Ce qui les freine? Avant tout, les connaissances (45 %), puis les talents nécessaires (37 %). Viennent ensuite les ressources et l’exposition au risque.

En théorie, les gouvernements sont là pour leur faciliter la tâche avec des programmes et des organismes établis. Il en va de leurs propres bénéfices en retombées et en emplois.

Or, l’étude démontre que les services de soutien sont carrément sous-utilisés.
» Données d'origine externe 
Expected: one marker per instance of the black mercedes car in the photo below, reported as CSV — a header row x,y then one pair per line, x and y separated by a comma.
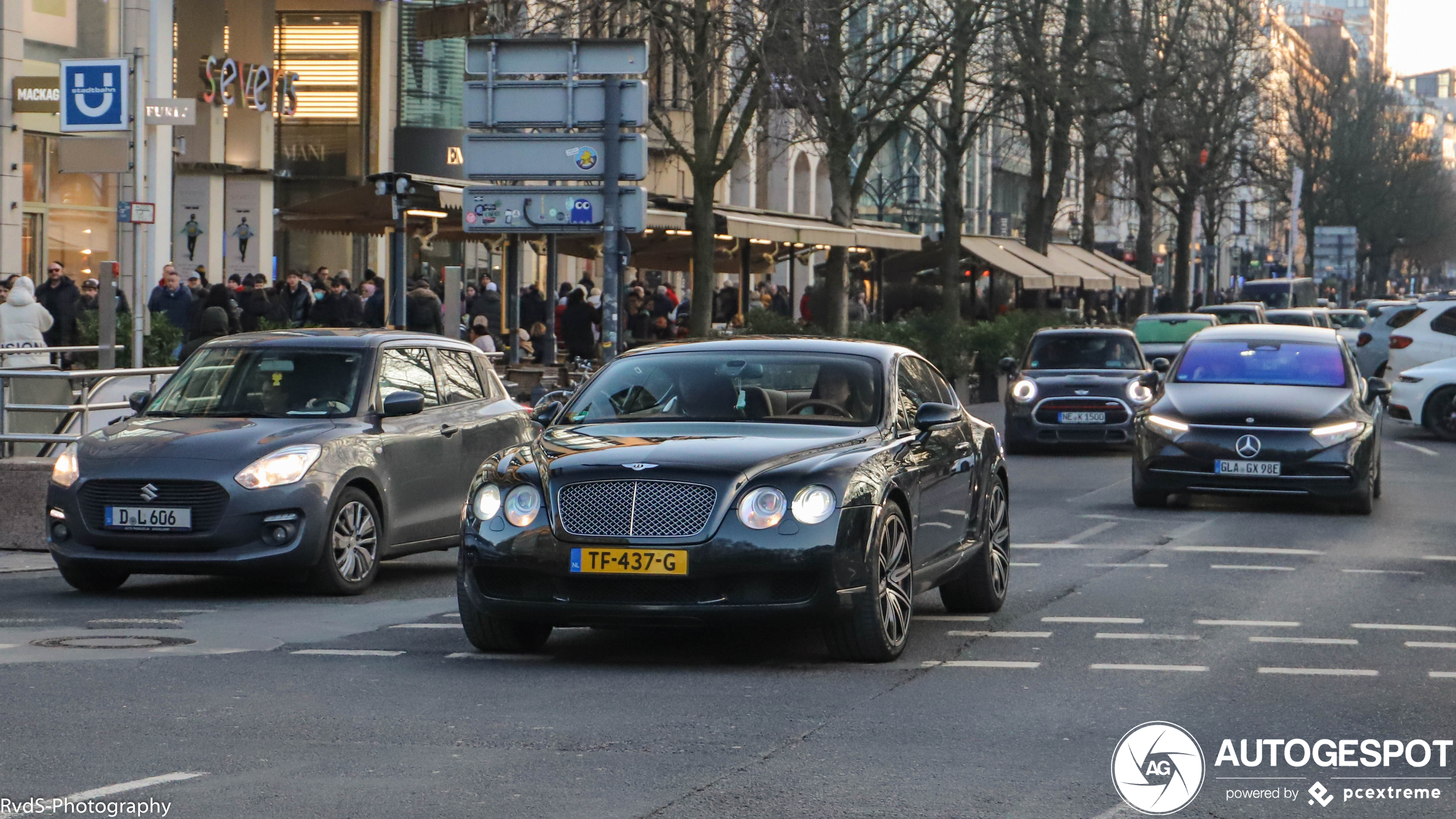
x,y
1075,386
730,480
286,453
1261,409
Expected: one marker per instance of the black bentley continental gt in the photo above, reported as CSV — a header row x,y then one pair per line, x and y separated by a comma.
x,y
1261,409
731,480
1075,386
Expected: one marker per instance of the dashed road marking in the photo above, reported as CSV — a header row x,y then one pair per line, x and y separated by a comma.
x,y
349,652
1322,671
1308,641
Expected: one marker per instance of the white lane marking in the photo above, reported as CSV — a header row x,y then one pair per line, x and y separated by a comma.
x,y
1142,667
1144,636
349,652
998,633
1308,641
1322,671
122,787
1403,628
478,656
1423,450
1094,531
989,664
1260,623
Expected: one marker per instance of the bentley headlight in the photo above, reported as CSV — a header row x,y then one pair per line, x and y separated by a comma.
x,y
522,505
1167,426
487,502
762,508
280,469
813,505
1024,390
66,472
1337,433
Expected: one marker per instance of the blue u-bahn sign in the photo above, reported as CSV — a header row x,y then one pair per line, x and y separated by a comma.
x,y
93,95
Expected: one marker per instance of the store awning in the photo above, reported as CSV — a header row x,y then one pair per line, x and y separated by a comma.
x,y
993,252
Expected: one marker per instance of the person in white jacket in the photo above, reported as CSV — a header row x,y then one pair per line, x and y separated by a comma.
x,y
22,323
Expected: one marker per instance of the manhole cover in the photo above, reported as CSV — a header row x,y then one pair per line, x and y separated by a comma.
x,y
111,642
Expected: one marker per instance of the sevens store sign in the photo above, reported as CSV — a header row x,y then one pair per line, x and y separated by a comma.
x,y
226,82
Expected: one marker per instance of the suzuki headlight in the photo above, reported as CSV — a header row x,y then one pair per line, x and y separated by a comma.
x,y
280,469
66,472
522,505
1024,390
762,508
1337,433
813,505
487,502
1167,426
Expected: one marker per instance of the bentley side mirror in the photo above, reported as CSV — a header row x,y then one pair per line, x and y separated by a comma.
x,y
404,403
546,412
935,417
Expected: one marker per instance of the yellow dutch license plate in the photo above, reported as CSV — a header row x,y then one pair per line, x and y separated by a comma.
x,y
629,561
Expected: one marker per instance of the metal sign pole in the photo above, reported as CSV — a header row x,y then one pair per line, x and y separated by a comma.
x,y
612,262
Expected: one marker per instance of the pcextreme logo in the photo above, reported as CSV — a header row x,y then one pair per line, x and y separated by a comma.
x,y
1158,769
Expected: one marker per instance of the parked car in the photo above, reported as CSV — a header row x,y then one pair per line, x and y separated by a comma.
x,y
1426,396
1163,335
1429,335
281,453
1075,386
739,480
1261,409
1236,313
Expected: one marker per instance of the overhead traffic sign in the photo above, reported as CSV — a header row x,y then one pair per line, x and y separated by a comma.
x,y
551,156
491,209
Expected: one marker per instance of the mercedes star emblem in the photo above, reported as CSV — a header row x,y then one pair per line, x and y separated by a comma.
x,y
1247,447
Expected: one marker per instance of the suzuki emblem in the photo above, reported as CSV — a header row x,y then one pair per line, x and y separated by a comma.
x,y
1248,447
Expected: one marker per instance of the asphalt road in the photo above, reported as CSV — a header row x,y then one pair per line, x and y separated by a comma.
x,y
1220,610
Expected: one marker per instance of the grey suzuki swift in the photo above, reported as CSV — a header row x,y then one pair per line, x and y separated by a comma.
x,y
286,453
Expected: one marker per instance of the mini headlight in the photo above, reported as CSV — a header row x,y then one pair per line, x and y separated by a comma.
x,y
762,508
522,505
66,472
1024,390
1336,433
487,502
813,505
1167,426
280,469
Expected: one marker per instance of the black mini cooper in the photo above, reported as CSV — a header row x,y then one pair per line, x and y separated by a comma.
x,y
1075,386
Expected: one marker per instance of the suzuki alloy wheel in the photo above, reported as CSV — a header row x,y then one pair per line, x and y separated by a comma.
x,y
877,628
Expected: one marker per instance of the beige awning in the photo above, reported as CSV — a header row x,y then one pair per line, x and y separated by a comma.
x,y
1093,275
993,252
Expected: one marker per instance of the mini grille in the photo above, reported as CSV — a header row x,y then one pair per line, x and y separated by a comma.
x,y
635,508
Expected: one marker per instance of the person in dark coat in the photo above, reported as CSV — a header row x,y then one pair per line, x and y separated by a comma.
x,y
214,326
58,297
422,312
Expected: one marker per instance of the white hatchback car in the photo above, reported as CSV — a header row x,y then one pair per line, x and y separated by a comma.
x,y
1429,336
1426,396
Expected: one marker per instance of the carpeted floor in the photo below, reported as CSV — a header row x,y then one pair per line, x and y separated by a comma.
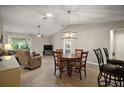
x,y
44,77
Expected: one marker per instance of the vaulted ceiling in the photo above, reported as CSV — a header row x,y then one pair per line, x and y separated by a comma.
x,y
25,19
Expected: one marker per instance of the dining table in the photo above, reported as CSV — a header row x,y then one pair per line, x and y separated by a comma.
x,y
116,61
69,58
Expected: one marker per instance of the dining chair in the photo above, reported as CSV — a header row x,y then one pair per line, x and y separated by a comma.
x,y
111,74
59,50
80,64
59,64
78,51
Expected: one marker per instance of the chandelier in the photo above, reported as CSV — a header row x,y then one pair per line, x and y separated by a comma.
x,y
69,34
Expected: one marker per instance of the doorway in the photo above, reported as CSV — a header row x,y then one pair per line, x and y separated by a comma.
x,y
117,43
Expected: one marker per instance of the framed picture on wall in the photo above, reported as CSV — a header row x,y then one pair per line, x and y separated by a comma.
x,y
1,38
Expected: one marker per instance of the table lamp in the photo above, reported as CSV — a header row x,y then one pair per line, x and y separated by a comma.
x,y
8,48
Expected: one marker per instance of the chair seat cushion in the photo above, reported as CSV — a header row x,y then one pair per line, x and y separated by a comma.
x,y
77,65
112,69
61,65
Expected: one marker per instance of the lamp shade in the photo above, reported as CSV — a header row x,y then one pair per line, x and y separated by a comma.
x,y
8,47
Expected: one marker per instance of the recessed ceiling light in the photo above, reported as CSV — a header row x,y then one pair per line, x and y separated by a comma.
x,y
49,14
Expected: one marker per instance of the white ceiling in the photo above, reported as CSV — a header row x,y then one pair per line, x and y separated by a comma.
x,y
24,19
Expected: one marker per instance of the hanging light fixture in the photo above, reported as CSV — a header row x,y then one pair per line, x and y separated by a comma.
x,y
69,34
39,32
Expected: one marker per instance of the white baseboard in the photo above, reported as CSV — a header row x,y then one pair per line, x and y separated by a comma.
x,y
93,63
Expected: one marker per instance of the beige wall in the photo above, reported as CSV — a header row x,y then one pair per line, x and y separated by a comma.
x,y
37,43
90,36
1,27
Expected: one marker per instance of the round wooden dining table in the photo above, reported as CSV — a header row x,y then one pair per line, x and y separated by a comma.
x,y
69,58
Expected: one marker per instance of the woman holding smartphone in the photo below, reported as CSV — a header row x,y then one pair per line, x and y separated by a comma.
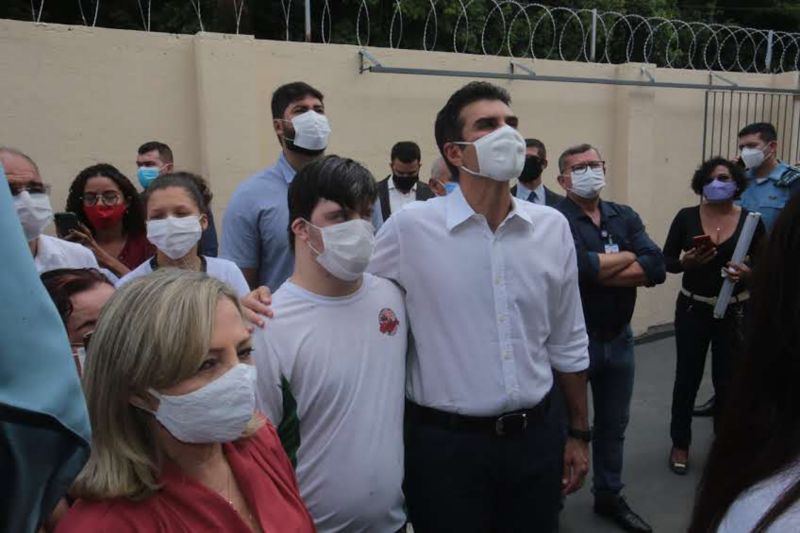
x,y
110,218
700,245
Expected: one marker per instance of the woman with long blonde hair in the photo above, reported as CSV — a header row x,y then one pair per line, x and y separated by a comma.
x,y
177,444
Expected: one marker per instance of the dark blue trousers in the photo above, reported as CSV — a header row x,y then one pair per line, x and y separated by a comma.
x,y
611,371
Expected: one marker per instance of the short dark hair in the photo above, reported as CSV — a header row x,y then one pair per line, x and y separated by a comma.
x,y
164,151
449,125
184,180
536,143
702,175
132,220
765,130
291,92
334,178
574,150
63,283
406,151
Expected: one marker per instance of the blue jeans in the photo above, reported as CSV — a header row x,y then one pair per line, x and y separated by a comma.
x,y
611,370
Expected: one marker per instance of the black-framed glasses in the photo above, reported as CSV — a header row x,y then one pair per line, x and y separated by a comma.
x,y
32,188
594,165
721,177
108,198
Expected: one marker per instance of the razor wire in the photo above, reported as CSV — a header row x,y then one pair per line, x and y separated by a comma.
x,y
523,30
536,31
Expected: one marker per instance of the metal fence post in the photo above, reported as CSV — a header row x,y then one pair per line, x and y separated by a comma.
x,y
768,60
308,21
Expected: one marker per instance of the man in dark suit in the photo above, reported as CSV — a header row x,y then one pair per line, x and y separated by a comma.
x,y
402,186
530,185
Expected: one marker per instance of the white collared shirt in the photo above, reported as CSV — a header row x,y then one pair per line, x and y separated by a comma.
x,y
53,253
397,199
488,322
523,192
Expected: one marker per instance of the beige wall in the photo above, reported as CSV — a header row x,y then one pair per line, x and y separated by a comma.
x,y
73,96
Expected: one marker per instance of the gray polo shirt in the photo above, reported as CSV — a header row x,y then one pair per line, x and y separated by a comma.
x,y
255,227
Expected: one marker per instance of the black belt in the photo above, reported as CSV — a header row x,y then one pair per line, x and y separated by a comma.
x,y
513,423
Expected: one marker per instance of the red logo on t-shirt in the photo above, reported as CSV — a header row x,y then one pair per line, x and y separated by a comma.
x,y
387,322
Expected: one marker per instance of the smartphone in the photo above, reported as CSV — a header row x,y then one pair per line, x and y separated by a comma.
x,y
66,222
702,242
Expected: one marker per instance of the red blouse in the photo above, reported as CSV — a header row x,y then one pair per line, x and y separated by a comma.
x,y
264,475
136,251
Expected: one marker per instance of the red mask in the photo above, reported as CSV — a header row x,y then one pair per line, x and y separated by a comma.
x,y
104,216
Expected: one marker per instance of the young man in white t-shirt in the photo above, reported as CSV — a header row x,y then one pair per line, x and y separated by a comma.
x,y
331,363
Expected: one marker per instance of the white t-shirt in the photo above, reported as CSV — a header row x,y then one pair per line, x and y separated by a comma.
x,y
221,269
331,373
53,253
753,504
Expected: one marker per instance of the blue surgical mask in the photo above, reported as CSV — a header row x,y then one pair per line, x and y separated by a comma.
x,y
146,175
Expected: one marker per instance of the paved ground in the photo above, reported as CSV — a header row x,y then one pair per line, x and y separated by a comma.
x,y
658,495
Certes, les entreprises connaissent les 11 principaux organismes de soutien publics et privés au Canada (banques de développement, chambres de commerce et agences gouvernementales comme Investissement Québec).

Mais elles les utilisent peu. Et les entreprises de services y font encore moins appel que celles de production de biens. De quoi faire réfléchir ces organisations sur leurs stratégies.

Ce n’est pourtant pas faute d’exemples de réussite. Parmi les entreprises qui ont mené une expansion à l’international, 90 % jugent que l’expérience a été un succès, selon le sondage mené par Aimia.

Et toutes reconnaissent que l’expansion leur amène plus de clients et de partenaires commerciaux, et dans une moindre mesure, permet de pallier le ralentissement économique au Canada.

C’est d’ailleurs le message que lançait l’an dernier l’économiste en chef de la banque HSBC, David Watt. Il pressait les entreprises canadiennes de se tourner vers l’étranger et de profiter d’un dollar faible. Il rappelait aussi que moins de 4 % des entreprises canadiennes exportent, dont moins de 2 % de PME, soit 10 fois moins qu’en Allemagne.

Il y a du chemin à faire.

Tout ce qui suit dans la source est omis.